"I would put it like this: these three partners – Jews, Christians, Muslims – preserve a connection with their traditions. We do not have any ecumenical mission, we don't want to create a uniform religion. We don't want to conceal disputes or offer answers to them," Sanci explained.
"This quite an innovative idea, to some it is still alien. That is, the idea in itself is not theology or the religious outlook of particular partners, but a kind of form of dialogue."
Sanci is keen to allay fears from some quarters that the initiative might result in a mixing of religions, and said that the project's success depends on maintaining and respecting different religious identities.
"Of course it is much easier to work at a common level, according to the principle that 'we think the same.' It is significantly harder to work out something in common when there are obvious differences. I am sure that somebody who doesn't hide those differences and consciously addresses them, who can work together, can progress much further by engaging in dialogue."
"I would say that it is God's will that the world is so varied," Sanci said.
"If God had wanted to, he would have made everything the same. Why should we destroy that work of art, that beauty? We need to appreciate that another person can perceive and think differently."
The imam said that the House of One project aims to raise 43.5 million euros ($47.7 million) via crowdfunding to construct the building in the center of Berlin, on the site where Petrikirche (St Peter's Church) once stood before it was damaged during the Second World War and eventually demolished in 1964.
"This is a historical place, the whole of Berlin started from here, the Petrikriche once stood here. During the time of the German Democratic Republic it was a concrete parking lot, and later archaeological excavations showed what an important place it is."
He explained that the Christian church community that had previously worshipped at the site was asked what to do with the site, but decided that they did not need a new church to replace the old one. Instead, bearing in mind that Berlin is a city with different religions, and many people are without a religion, they decided that the site should be one for different people.
"That's where it all started, and it is necessary to find the right architectural communication to express this idea, and partners. This idea is not about a Lutheran church building something on this site and inviting other religions to a finished building.
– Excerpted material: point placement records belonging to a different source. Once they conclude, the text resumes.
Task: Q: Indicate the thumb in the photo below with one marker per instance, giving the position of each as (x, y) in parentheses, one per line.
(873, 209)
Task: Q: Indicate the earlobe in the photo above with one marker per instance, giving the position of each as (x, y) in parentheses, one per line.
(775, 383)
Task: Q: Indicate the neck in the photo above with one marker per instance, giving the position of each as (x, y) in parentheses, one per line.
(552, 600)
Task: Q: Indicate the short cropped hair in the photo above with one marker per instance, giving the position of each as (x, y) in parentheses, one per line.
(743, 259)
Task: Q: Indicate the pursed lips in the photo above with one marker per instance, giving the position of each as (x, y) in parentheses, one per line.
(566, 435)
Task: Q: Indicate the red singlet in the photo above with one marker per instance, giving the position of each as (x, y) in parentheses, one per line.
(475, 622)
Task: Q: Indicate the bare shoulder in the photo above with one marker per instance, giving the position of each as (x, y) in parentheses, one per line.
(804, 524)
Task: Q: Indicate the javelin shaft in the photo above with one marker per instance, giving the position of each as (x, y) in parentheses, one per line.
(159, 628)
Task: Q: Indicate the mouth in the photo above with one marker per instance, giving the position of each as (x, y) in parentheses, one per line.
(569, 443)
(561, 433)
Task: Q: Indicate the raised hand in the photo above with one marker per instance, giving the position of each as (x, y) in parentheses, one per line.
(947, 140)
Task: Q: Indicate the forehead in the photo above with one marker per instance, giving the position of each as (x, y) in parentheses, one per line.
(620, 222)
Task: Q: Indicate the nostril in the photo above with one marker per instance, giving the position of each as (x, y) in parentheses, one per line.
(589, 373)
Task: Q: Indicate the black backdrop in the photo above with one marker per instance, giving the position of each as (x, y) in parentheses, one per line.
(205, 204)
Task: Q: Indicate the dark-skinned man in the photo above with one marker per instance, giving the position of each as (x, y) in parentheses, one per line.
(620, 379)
Partners are invited from the beginning, on an equal footing, to work out the project."
The architectural plans worked out so far envisage a separate space for each religion that is joined by a common area, Sanci explained.
"That's why it won't be possible to enter the sacred areas from outside, you have to go through the common area."
"Nevertheless we want to preserve differences – that's why there are three separate sacral premises. We don’t want to hide the differences, we want to show them and in that way demonstrate that we can be friends regardless of our differences, that these differences can unite us."
"Anybody can donate a small sum and take part in it. But we need some significant donations for us to collect millions. At the moment there are some signs to that end from politicians, community funds and sponsors, so we are hoping to collect ten million in the near future, which will allow us to begin the first stage of building."
"Crowdfunding is not just a source of funding, for us it is a possibility to show people from around the world that they can take part in the construction of this center."
Asked whether such a project might have an effect on the critical stance some non-Muslims take towards Muslims in Germany, Sanci replied that the strength of their project is its small size, and that this is in fact its biggest contribution.
"We are very small, that is not false modesty, that is fact, and we want to stay like that because we can work best this way. We see that the world does not change at once, but we are making our contribution, we are laying one of the stones that are the foundation of the whole world."
"Of course, many people are biased about Islam, and it is important to take such criticism seriously. One of our main tasks is to start a dialogue with people in this way. We are trying to show what Muslims are really like, that people don't need to be scared of them."
"And in our community we can signal to Muslims that we also have responsibility, which we can only bear if we take a strong position. There are three of us in the House of One, so we can support each other."